Pot shortage could last for at least 5 years, expert warns

Canada’s pot shortage could last even longer than earlier predictions, with cannabis-infused edibles and other extractables set to hit the market later this year, according to one industry expert. George Robinson, chief executive officer of RavenQuest BioMed, said Canada’s cannabis supply shortage could extend to more than five years, as marijuana producers will need to grow as much as 6 million kilograms of pot annually in order to have enough of the plant’s biomass to meet domestic demand for edible and dried flower products .

Tilray buys Natura Naturals for $70 million, doubling domestic capacity

Nanaimo, B.C.-based Tilray said Tuesday it is acquiring Natura Naturals Holdings, the parent company of a licensed cannabis cultivator based in Leamington, Ont., for up to $70 million. The deal will approximately double Tilray’s Canadian cultivation capacity and help address supply shortages in the recreational market. Natura Naturals owns a 662,000 square-foot greenhouse, which includes 155,000 square-feet of capacity that is currently licensed to grow cannabis by Health Canada.

CBS rejects medical marijuana ad proposed for Super Bowl broadcast

Those flipping on the Super Bowl for the commercials may be disappointed that there may not be any cannabis-related ads airing during the event. That’s because CBS is rejecting television advertisements that call for the legalization of medical marijuana, according to Acreage Holdings. The firm sent the network a proposed spot that would air during the Super Bowl next month. Despite how medical marijuana is now legal in more than 30 states in the U.S., it remains illegal on the federal level. The proposed ad, which would have cost more than US$5 million given last year’s ad rate, features two subjects who have benefited from medicinal cannabis.

Canopy Rivers invests in cannabis beverage and edible product maker

Canopy Rivers, the venture capital arm of Canadian pot producer Canopy Growth, said it invested about $1.5 million in Herbert, a Canadian brand focused on developing adult-use cannabis beverage and edible products. The all-stock deal is centered on Herbert’s health-conscious focus when it comes to ingredient selection for both its food and beverage products. Herbert was created by executives of Greenhouse Juice Company, which Canopy Rivers has also invested in.

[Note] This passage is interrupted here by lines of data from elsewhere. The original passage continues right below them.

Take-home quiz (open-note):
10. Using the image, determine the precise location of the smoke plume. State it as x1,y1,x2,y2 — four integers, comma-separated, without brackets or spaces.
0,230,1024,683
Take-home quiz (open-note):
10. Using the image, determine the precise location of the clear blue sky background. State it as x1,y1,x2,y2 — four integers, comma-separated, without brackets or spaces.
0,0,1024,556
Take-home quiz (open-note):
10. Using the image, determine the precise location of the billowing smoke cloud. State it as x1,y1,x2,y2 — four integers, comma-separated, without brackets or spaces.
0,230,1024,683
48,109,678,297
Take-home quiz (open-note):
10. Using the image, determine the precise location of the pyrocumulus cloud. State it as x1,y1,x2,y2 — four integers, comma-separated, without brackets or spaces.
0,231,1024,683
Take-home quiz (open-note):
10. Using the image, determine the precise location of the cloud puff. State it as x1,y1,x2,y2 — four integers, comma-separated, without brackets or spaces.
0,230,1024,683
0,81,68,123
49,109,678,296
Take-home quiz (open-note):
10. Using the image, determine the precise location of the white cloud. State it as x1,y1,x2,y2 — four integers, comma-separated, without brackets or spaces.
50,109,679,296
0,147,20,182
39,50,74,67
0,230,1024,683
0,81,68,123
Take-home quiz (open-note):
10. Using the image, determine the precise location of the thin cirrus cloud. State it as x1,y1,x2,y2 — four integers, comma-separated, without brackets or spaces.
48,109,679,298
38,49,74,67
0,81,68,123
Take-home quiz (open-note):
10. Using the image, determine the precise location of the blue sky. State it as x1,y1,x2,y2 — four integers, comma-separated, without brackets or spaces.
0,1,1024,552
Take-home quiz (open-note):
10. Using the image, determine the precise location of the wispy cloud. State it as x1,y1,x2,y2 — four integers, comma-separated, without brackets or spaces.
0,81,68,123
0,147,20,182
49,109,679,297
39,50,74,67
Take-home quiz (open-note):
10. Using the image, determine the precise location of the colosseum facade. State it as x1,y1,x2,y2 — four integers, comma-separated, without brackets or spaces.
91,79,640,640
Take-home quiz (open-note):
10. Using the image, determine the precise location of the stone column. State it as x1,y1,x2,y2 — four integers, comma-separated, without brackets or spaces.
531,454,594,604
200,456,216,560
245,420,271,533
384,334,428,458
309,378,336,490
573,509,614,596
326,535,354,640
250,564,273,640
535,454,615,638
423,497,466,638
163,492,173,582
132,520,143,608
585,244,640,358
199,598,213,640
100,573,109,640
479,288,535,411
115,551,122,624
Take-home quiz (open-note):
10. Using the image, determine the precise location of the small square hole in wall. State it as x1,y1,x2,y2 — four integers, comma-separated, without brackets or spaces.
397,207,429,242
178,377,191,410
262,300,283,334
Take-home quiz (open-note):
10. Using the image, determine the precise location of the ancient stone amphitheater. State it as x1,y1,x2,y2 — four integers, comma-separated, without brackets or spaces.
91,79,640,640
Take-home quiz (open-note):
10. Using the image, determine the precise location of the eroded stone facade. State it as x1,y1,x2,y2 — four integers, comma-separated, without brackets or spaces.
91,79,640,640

CannTrust receives approval to expand Pelham facility

CannTrust said it has received the necessary permits from Pelham, Ont., a town about an hour away from Toronto, to proceed with the next phase of its facility’s expansion plans. The expansion, revised down to 390,000 square feet, compared to the 600,000 square feet in the company's initial application, will allow CannTrust to grow up to 100,000 kilograms of cannabis annually once construction is completed. The application comes a week after the Canadian Press reported that Pelham recently issued an interim bylaw banning any new cannabis cultivation facilities, in addition to prohibiting existing expansions for one year.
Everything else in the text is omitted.